Mais recentemente, também estivemos na articulação da Mesa de Diálogo Energia Renovável: direitos e impactos, promovida pela Secretaria Geral da Presidência da República, entre 18 e 21 de março. O encontro percorreu os municípios de São Benedito, Camocim, Acaraú e Amontada. Por fim, a comitiva culminou suas atividades em Fortaleza, no Complexo das Comissões da Alece.

As atividades da Mesa incluíram visitas de campo, escutas, reuniões junto às populações afetadas e/ou ameaçadas pela implantação de empreendimentos de energias renováveis, como usinas eólicas onshore e offshore, usinas solares, plantas de hidrogênio verde e linhas de transmissão de energia. “Se aceitarmos esse projeto, será o maior desastre ambiental, social e humano”, alertou o pescador Francisco Ivan de Souza, se referindo às eólicas no mar.

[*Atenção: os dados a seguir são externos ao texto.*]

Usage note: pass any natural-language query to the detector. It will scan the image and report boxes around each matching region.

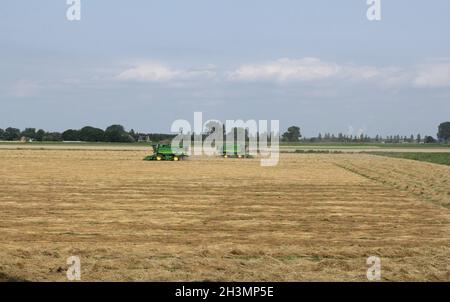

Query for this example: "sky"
[0,0,450,136]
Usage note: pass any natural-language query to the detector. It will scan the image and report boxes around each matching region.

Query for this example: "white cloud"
[10,80,41,98]
[413,60,450,88]
[228,58,340,82]
[228,58,400,82]
[116,62,215,82]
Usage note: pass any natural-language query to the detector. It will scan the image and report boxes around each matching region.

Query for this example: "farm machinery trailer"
[219,144,252,158]
[144,144,188,161]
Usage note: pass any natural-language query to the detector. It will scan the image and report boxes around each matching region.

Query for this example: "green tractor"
[219,144,252,158]
[144,144,188,161]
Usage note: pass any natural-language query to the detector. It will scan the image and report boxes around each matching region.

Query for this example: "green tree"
[42,132,62,142]
[4,127,20,141]
[423,136,436,144]
[34,129,45,142]
[105,125,134,143]
[79,126,105,142]
[62,129,80,142]
[21,128,36,139]
[438,122,450,141]
[282,126,302,142]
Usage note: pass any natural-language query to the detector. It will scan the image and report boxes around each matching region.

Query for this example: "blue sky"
[0,0,450,136]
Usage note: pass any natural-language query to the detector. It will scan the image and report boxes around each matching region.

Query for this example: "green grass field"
[367,152,450,166]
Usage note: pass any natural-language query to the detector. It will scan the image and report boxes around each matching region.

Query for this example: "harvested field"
[0,150,450,281]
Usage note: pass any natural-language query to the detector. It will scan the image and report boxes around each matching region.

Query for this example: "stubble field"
[0,150,450,281]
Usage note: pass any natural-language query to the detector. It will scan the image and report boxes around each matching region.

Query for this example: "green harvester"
[219,144,252,158]
[144,144,188,161]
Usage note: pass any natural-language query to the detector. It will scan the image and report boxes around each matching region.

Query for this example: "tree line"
[281,122,450,144]
[0,122,450,143]
[0,125,174,143]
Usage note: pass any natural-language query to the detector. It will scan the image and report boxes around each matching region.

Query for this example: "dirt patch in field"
[0,150,450,281]
[334,155,450,209]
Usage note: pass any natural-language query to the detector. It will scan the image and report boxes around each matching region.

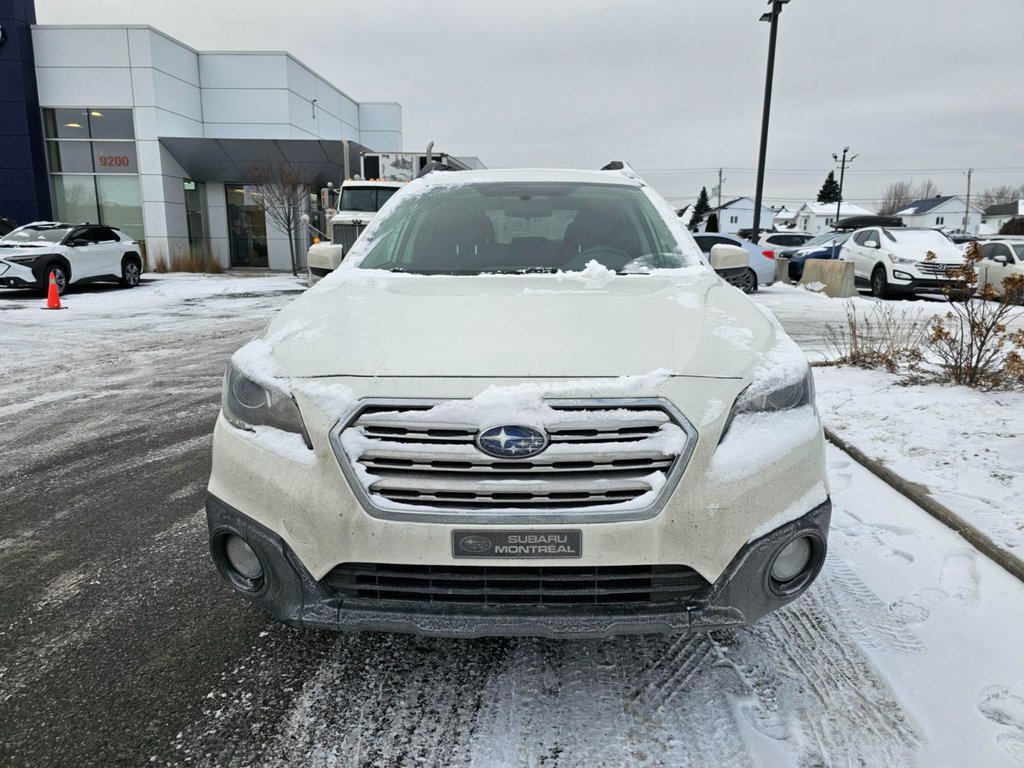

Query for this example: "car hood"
[249,266,775,378]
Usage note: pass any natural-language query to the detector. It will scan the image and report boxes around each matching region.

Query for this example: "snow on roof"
[413,168,645,186]
[800,203,874,218]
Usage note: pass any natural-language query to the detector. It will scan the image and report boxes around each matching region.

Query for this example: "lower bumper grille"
[322,563,708,608]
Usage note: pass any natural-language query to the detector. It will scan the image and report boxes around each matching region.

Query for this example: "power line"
[635,166,1024,174]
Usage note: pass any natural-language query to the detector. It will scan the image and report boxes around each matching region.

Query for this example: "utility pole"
[833,146,860,229]
[964,168,974,234]
[751,0,790,242]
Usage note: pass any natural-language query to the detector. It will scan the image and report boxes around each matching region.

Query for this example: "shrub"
[928,243,1024,389]
[825,301,928,372]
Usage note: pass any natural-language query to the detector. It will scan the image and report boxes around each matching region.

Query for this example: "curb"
[825,427,1024,582]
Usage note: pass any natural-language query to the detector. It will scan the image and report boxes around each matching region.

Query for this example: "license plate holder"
[452,528,583,560]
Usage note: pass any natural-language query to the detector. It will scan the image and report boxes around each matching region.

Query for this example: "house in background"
[697,198,775,234]
[772,206,798,231]
[797,203,874,234]
[895,195,982,234]
[979,200,1024,234]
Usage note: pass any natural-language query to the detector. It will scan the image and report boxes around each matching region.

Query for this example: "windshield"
[883,229,952,249]
[804,232,852,248]
[359,182,686,274]
[338,186,398,213]
[0,226,71,243]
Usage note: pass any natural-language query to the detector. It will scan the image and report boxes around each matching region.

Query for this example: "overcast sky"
[36,0,1024,207]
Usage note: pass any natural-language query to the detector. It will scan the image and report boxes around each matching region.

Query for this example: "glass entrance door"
[224,184,270,267]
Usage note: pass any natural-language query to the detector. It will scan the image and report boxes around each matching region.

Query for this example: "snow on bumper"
[203,377,827,634]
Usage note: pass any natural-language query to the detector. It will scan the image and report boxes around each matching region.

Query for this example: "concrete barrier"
[800,259,857,299]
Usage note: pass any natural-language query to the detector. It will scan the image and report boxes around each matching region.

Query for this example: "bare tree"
[916,178,942,200]
[977,184,1024,210]
[879,181,913,216]
[249,161,309,274]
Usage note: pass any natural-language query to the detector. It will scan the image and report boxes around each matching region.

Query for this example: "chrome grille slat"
[332,398,696,523]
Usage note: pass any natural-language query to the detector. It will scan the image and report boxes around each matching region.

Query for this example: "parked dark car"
[778,231,853,282]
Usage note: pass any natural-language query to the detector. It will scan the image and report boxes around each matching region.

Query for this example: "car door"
[92,226,124,278]
[844,229,879,280]
[65,226,102,283]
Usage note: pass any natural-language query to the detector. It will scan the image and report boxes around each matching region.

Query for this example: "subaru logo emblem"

Outra importante proposta que apresentamos foi o projeto 138/2023, que estabelece normas e critérios básicos de precaução e preservação do solo, do meio ambiente, fauna e flora, proteção e defesa da saúde, mediante combate preventivo e controle da poluição, conservação da natureza e práticas de manejo dos recursos naturais para as presentes e futuras gerações. Nele, também propusemos estabelecer restrições à exploração de rocha fosfática com urânio associado e derivados. Infelizmente, foi rejeitado.